Table 2. Absolute and relative yield of the fructan concentrate (FC) from the Agave salmiana stem.
SD: Standard Deviation
DM: Dry material
From the fresh stem of an average head of maguey mezcalero (57.6 kg), an average yield of FC (95 % DM) of 21 % was obtained, and regarding the dry weight of the stem, the yield was almost 80 %; both values are similar to the inulin content based on the fresh weight (15 to 20 %) and dry weight (70 to 80 %) of the chicory roots (Franck, 2002; Gupta et al., 2003). Table 3 compares the contents of fructans of A. salmiana and other species. The lower fructan yield (around 60 %) based on the dry weight of the head, documented by Mancilla-Margalli and López (2006) for sotol (specie of the Dasylirion genus) and different types of maguey, is expected when using the entire head as raw material, with all the aforementioned inconvenient events, in regards to the complexity of processes and quality of the extracted fructans.

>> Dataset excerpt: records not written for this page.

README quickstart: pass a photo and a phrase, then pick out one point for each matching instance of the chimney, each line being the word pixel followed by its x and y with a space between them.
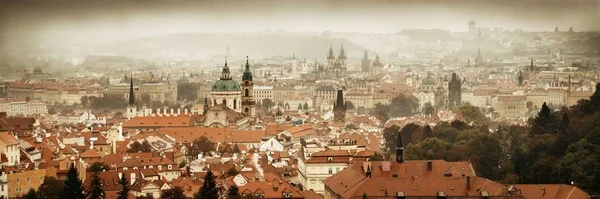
pixel 132 178
pixel 468 182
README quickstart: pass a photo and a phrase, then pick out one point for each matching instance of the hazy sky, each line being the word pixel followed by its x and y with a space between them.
pixel 104 20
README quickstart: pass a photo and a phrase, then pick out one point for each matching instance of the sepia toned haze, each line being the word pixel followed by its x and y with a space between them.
pixel 114 20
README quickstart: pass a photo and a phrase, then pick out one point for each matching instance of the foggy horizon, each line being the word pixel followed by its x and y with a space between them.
pixel 120 20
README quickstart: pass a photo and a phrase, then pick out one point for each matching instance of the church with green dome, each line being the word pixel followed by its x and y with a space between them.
pixel 226 91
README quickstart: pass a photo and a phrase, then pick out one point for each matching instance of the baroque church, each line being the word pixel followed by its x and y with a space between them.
pixel 231 104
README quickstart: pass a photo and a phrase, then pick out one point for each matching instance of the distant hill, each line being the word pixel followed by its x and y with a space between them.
pixel 257 44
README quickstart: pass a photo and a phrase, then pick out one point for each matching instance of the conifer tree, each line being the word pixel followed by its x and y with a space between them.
pixel 209 188
pixel 95 191
pixel 234 192
pixel 73 185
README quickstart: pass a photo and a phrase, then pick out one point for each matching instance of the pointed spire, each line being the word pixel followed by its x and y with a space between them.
pixel 225 74
pixel 330 56
pixel 247 76
pixel 131 94
pixel 342 55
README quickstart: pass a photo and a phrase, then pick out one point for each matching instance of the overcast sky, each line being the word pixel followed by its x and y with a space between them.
pixel 111 19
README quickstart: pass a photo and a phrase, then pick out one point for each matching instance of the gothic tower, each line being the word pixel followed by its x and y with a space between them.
pixel 131 108
pixel 339 108
pixel 377 65
pixel 366 63
pixel 342 57
pixel 399 149
pixel 454 92
pixel 330 57
pixel 520 79
pixel 248 104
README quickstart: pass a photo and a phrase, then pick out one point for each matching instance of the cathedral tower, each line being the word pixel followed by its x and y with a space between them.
pixel 248 103
pixel 366 63
pixel 131 108
pixel 339 108
pixel 454 92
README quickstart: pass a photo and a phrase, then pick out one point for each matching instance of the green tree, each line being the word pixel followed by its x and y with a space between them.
pixel 30 194
pixel 390 136
pixel 350 105
pixel 209 188
pixel 233 193
pixel 51 188
pixel 487 155
pixel 73 185
pixel 124 193
pixel 236 149
pixel 473 114
pixel 95 190
pixel 173 193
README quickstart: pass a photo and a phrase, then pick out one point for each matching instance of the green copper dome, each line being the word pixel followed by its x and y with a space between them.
pixel 226 85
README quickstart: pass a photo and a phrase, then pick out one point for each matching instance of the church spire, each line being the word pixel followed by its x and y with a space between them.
pixel 225 74
pixel 342 55
pixel 247 74
pixel 330 56
pixel 131 94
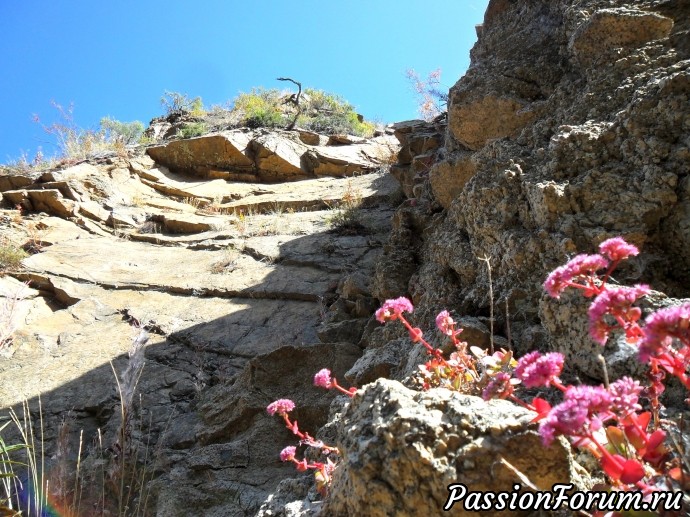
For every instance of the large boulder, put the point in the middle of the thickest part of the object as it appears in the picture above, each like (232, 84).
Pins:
(401, 449)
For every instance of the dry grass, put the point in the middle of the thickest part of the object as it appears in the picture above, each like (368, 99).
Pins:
(11, 256)
(8, 314)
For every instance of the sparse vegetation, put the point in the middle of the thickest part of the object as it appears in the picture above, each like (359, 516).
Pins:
(75, 143)
(11, 256)
(192, 129)
(319, 111)
(98, 480)
(125, 132)
(433, 100)
(345, 218)
(177, 103)
(8, 314)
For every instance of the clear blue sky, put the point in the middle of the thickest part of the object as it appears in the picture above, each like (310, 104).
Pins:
(116, 58)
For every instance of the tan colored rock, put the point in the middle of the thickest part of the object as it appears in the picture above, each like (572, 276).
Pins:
(226, 150)
(345, 140)
(348, 160)
(278, 156)
(94, 210)
(608, 29)
(18, 197)
(400, 449)
(77, 172)
(52, 202)
(188, 223)
(448, 178)
(14, 182)
(475, 122)
(311, 138)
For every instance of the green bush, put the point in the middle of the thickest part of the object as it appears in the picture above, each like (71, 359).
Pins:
(193, 129)
(318, 111)
(176, 102)
(125, 132)
(259, 108)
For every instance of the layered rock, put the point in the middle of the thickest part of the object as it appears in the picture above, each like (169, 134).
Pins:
(569, 127)
(233, 280)
(401, 449)
(273, 156)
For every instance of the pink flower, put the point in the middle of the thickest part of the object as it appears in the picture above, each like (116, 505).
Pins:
(445, 323)
(499, 387)
(580, 265)
(322, 378)
(535, 369)
(625, 395)
(616, 301)
(288, 453)
(597, 401)
(391, 309)
(661, 327)
(281, 407)
(617, 249)
(568, 417)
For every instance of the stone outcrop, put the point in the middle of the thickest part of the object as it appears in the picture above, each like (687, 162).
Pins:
(401, 449)
(273, 156)
(235, 282)
(569, 127)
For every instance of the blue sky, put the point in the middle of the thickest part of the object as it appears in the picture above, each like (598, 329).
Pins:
(117, 58)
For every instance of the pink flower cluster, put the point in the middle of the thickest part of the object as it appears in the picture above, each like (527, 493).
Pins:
(280, 407)
(660, 329)
(536, 369)
(616, 302)
(392, 309)
(583, 267)
(565, 276)
(322, 470)
(585, 408)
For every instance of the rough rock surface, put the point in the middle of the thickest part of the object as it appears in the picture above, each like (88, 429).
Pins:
(572, 125)
(401, 449)
(273, 156)
(235, 282)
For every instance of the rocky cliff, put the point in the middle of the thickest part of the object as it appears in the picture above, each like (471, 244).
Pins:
(572, 125)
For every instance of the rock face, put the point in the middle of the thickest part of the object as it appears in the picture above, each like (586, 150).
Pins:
(570, 127)
(235, 282)
(401, 449)
(272, 156)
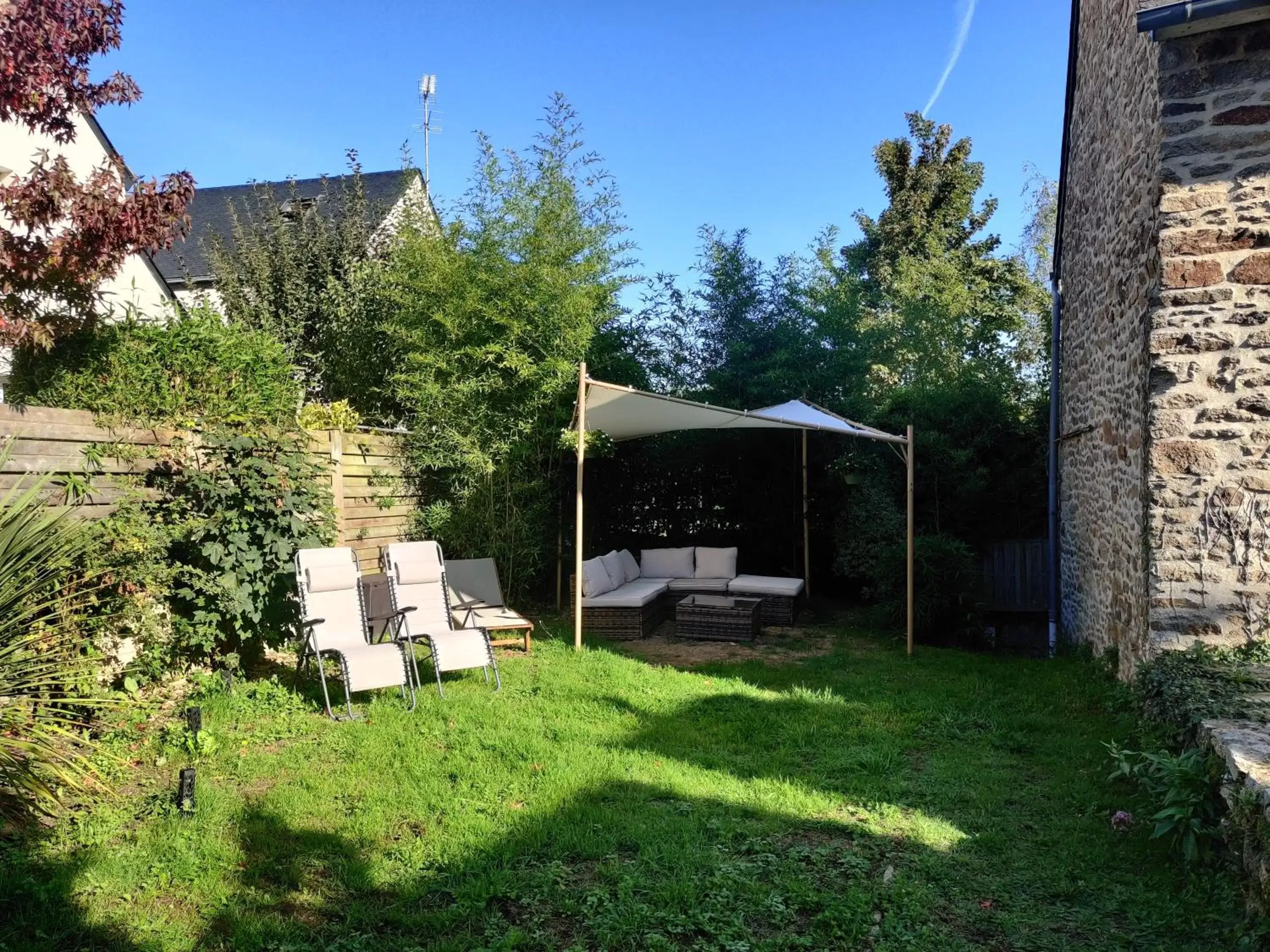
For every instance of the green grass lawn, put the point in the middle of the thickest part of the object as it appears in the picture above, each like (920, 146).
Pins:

Quality of the fructan concentrate
Table 4 presents the evaluation results of the mean quality of the FC (at a constant weight); that is to say, the relative content of extracted fructans from the stem of a ripe A. salmiana plant. As previously mentioned, an inulin standard was used as reference, as the equipment and the method prevent a higher resolution for fructans with a polymerization greater than level 5; therefore, the term inulin of this methodology truly corresponds to the maguey fructans (agavinas, according to López et al., 2014). It was found that the concentrate of the full extract of the second third of the stem has 78.31 % maguey fructans with more than five levels of polymerization, and that the glucose and fructose contents were not detectable (< 0.02 %). The composition of the fructan concentrate of the supernatant of the last third of the stem was similar to the composition of the full concentrate of the second third, even in its full recovery (95.03 %); both also presented a whitish appearance. In contrast, the composition of FC of the sediment of the last third of the stem was different even in its appearance, as it presented a dark brown coloration, greater total ash and sapogenins contents and a lower recovery percentage (79.31 %), maybe because it has unidentified or non-quantified components with this methodology. Regarding the weight of the total extract, the proportion of the sediment is only 5.6 %, so centrifugation could be a viable practice to more adequately purify maguey fructans.
Conclusions
The use of stems as raw material allows the implementation of simple and natural procedures for the extraction of maguey fructans. Through the pressing and washing of bagasse, the volume of FC obtained with an extractor can almost be duplicated. The yield of FC was 21 % of the fresh weight of the stem of a ripe maguey and around 80 % of the dry weight of the stem. The concentrate of maguey fructans, humidity free, presented a purity close to 80 % (fructans with more than five grades of polymerization). The alternative or complementary use of maguey mezcalero for the extraction of fructans, with a simple and natural extraction process, could stimulate the appreciation and use of the wild maguey plants, and at the same time, the rural development of the region.